I'm not sure that client_connection_check_interval needs to be enabled
by default. However, if we do agree to change the default and apply it,
I think we should first address the related issue: with log_lock_waits enabled
by default, setting client_connection_check_interval to 2s would cause
"still waiting" messages to be logged every 2 seconds during waiting on
the lock. That could result in a lot of noisy logging under default settings.

The issue is that backends blocked in ProcSleep() are woken up every
client_connection_check_interval and may emit a "still waiting" message
each time if log_lock_waits is enabled.
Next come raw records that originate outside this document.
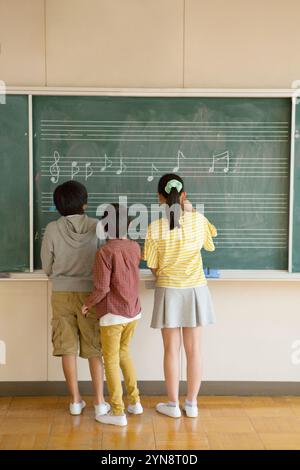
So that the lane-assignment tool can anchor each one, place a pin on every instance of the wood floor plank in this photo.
(223, 423)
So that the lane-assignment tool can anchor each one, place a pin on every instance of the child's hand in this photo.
(84, 310)
(187, 206)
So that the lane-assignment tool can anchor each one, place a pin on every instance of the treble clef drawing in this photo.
(54, 169)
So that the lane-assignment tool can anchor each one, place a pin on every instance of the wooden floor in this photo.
(223, 423)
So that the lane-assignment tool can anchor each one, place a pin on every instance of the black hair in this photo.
(70, 197)
(118, 221)
(172, 198)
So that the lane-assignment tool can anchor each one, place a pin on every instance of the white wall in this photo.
(150, 43)
(157, 43)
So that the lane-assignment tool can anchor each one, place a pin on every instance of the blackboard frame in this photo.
(176, 92)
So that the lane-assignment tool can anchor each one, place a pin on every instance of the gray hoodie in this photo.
(68, 251)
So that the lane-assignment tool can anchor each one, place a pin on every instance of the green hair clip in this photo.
(173, 184)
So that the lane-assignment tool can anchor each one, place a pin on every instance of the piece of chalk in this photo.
(211, 273)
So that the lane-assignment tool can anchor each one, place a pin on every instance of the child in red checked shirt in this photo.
(116, 298)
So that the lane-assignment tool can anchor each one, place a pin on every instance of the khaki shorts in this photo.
(69, 326)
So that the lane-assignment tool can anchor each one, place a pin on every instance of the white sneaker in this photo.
(116, 420)
(168, 410)
(191, 410)
(76, 408)
(135, 409)
(102, 409)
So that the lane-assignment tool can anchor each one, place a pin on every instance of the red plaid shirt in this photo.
(116, 279)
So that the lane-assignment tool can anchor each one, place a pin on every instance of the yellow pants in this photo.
(115, 340)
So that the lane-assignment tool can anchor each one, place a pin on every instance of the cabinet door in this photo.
(23, 330)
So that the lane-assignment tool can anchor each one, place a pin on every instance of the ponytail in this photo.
(171, 186)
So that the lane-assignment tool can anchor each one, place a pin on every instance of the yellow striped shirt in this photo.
(176, 253)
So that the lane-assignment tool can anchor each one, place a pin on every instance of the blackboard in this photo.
(233, 154)
(14, 184)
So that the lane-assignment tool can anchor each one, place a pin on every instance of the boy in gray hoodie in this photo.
(68, 251)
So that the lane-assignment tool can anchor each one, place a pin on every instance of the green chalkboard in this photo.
(296, 208)
(233, 154)
(14, 177)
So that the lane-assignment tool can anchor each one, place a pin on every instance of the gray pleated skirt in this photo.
(188, 307)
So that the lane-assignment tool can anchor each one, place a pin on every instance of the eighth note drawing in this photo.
(74, 169)
(179, 156)
(107, 163)
(88, 170)
(54, 169)
(122, 168)
(153, 169)
(218, 157)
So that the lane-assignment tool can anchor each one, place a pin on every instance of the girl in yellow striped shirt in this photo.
(182, 299)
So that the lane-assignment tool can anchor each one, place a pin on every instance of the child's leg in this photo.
(97, 374)
(89, 340)
(172, 342)
(69, 364)
(126, 363)
(110, 341)
(192, 346)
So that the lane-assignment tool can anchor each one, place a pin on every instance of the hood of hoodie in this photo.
(77, 230)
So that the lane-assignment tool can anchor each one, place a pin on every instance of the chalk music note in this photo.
(74, 169)
(122, 168)
(153, 169)
(88, 170)
(179, 156)
(218, 157)
(54, 169)
(107, 163)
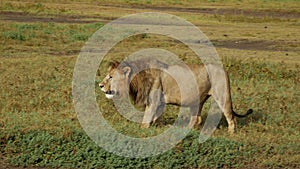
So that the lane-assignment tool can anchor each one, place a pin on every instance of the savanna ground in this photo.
(258, 42)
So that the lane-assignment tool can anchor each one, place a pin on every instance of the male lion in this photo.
(150, 84)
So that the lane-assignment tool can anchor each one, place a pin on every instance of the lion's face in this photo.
(115, 82)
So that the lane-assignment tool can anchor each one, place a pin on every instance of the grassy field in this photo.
(258, 42)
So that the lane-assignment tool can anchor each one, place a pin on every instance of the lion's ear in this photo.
(126, 71)
(113, 64)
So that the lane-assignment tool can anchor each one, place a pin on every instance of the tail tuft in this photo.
(244, 115)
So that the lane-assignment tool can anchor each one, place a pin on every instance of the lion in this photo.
(151, 84)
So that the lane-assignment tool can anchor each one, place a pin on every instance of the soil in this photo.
(243, 44)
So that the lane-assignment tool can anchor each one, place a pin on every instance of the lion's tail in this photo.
(244, 115)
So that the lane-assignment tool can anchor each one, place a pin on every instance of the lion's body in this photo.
(159, 84)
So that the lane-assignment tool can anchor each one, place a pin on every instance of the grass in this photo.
(39, 126)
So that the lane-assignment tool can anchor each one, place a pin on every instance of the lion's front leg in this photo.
(152, 108)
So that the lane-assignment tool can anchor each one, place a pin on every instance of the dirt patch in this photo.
(25, 17)
(220, 11)
(245, 44)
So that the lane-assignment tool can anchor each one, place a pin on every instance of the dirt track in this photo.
(243, 44)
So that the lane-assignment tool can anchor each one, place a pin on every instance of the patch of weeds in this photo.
(39, 148)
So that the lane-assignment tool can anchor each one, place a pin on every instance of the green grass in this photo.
(39, 127)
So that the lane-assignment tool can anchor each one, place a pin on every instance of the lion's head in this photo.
(116, 81)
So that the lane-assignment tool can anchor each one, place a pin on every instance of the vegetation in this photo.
(38, 123)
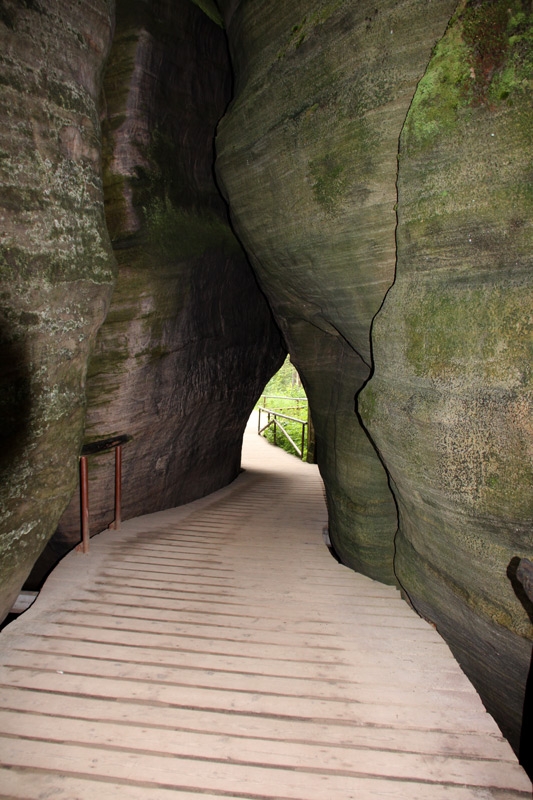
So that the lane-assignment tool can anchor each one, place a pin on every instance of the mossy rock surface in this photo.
(56, 264)
(307, 155)
(450, 403)
(189, 341)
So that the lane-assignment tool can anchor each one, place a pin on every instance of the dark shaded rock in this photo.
(189, 341)
(56, 263)
(308, 158)
(450, 403)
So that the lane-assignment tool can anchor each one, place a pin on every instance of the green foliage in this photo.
(285, 393)
(285, 382)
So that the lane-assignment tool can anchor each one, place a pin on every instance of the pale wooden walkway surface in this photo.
(218, 651)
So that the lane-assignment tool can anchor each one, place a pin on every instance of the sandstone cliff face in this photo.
(56, 263)
(450, 403)
(189, 341)
(308, 158)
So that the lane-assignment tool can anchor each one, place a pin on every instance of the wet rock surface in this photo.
(367, 146)
(56, 262)
(322, 92)
(450, 403)
(308, 157)
(189, 341)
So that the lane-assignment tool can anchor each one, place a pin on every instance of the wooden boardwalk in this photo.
(218, 651)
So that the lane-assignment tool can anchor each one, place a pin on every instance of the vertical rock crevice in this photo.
(189, 341)
(307, 155)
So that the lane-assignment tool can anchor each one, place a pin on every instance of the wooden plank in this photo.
(261, 753)
(334, 733)
(219, 651)
(23, 784)
(368, 710)
(235, 681)
(356, 671)
(187, 774)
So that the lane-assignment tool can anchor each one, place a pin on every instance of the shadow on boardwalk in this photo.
(217, 650)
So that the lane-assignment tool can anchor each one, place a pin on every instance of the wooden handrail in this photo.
(93, 448)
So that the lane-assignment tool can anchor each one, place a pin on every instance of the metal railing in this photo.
(273, 418)
(93, 448)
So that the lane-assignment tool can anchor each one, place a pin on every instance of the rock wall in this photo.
(309, 157)
(56, 262)
(450, 403)
(189, 341)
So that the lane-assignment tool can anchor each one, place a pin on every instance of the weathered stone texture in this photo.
(450, 402)
(56, 263)
(307, 155)
(189, 341)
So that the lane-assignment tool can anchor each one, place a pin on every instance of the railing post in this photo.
(118, 489)
(84, 486)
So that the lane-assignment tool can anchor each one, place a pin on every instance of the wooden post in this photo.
(118, 488)
(84, 485)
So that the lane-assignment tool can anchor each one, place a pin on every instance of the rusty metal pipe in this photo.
(118, 487)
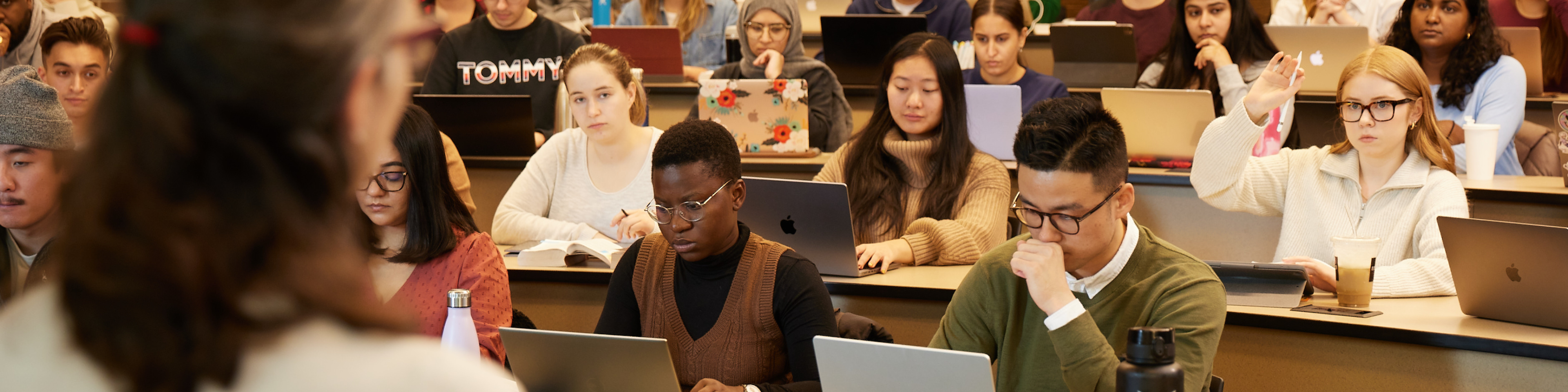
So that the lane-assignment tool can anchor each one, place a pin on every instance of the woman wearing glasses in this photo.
(424, 242)
(739, 311)
(590, 181)
(1390, 180)
(771, 29)
(920, 191)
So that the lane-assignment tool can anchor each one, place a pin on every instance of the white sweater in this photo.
(554, 198)
(316, 355)
(1319, 197)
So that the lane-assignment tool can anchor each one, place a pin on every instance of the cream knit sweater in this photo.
(979, 222)
(1319, 197)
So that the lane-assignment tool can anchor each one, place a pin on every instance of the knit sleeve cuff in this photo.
(1064, 316)
(923, 247)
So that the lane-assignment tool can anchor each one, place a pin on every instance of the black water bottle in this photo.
(1152, 363)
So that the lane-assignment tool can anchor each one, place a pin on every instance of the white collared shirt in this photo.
(1094, 285)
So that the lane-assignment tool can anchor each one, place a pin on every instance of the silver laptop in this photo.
(810, 217)
(1327, 51)
(1509, 272)
(1095, 56)
(1169, 129)
(858, 366)
(554, 361)
(995, 114)
(1526, 45)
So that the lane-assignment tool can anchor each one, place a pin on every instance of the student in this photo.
(1053, 307)
(1470, 73)
(76, 64)
(24, 21)
(1219, 46)
(209, 244)
(590, 181)
(1376, 15)
(771, 29)
(946, 18)
(1000, 32)
(920, 191)
(426, 242)
(512, 51)
(1552, 18)
(1390, 180)
(1152, 23)
(35, 148)
(673, 285)
(700, 24)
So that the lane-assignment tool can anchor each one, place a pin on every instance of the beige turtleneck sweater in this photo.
(979, 220)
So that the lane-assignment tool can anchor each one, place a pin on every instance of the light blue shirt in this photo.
(1498, 98)
(706, 46)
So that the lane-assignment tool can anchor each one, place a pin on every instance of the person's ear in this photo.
(738, 194)
(1125, 200)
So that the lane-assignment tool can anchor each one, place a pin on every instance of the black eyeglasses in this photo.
(1382, 111)
(688, 211)
(390, 181)
(1064, 223)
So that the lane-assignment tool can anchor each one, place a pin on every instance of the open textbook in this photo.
(561, 253)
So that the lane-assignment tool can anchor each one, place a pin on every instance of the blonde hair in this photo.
(695, 13)
(1398, 67)
(619, 67)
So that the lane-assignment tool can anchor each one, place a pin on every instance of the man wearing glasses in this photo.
(1053, 307)
(739, 311)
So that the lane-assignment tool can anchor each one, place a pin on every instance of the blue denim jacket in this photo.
(706, 46)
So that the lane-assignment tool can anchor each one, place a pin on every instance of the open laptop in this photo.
(553, 361)
(764, 115)
(1509, 272)
(995, 114)
(655, 49)
(1526, 45)
(858, 366)
(810, 217)
(1163, 126)
(855, 46)
(484, 126)
(1095, 56)
(1327, 51)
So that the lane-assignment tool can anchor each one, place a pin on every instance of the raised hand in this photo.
(1274, 87)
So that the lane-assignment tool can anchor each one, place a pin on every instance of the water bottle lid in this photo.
(1150, 346)
(459, 299)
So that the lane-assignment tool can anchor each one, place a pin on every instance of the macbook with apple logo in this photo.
(1327, 49)
(808, 217)
(1509, 272)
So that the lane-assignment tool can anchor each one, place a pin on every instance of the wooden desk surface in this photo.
(1434, 321)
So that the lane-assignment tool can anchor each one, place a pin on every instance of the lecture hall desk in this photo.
(1418, 344)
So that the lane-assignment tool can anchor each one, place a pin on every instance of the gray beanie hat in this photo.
(31, 114)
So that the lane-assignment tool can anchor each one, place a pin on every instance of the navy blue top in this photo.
(1037, 87)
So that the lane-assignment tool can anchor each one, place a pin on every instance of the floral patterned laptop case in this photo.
(764, 115)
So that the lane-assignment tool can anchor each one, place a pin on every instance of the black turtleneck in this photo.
(800, 303)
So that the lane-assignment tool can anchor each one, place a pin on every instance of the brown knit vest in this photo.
(746, 346)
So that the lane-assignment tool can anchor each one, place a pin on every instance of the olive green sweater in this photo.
(1161, 286)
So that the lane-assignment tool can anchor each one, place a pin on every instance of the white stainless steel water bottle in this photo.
(459, 335)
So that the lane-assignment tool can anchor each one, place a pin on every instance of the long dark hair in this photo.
(1247, 43)
(1468, 60)
(876, 183)
(219, 184)
(1009, 10)
(437, 217)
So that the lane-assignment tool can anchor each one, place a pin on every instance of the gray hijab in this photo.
(796, 60)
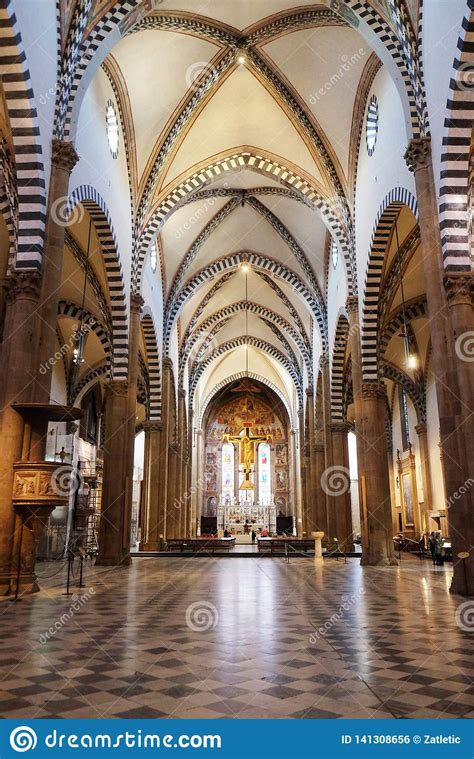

To mitigate this, just one idea is
to add a flag to track whether the "still waiting" message has already been
emitted during a call to ProcSleep(), and suppress further messages
once it has been logged.

Regards,

--
Fujii Masao

Re: client_connection_check_interval default value

От

Tom Lane

Дата:

06 февраля, 03:01:52

Fujii Masao <masao.fujii@gmail.com> writes:
> On Fri, Feb 6, 2026 at 8:05 AM Jeremy Schneider
> <schneider@ardentperf.com> wrote:
>> I did see a real system outage that could have been prevented by an
>> appropriate default value here, since I didn't yet know to change it.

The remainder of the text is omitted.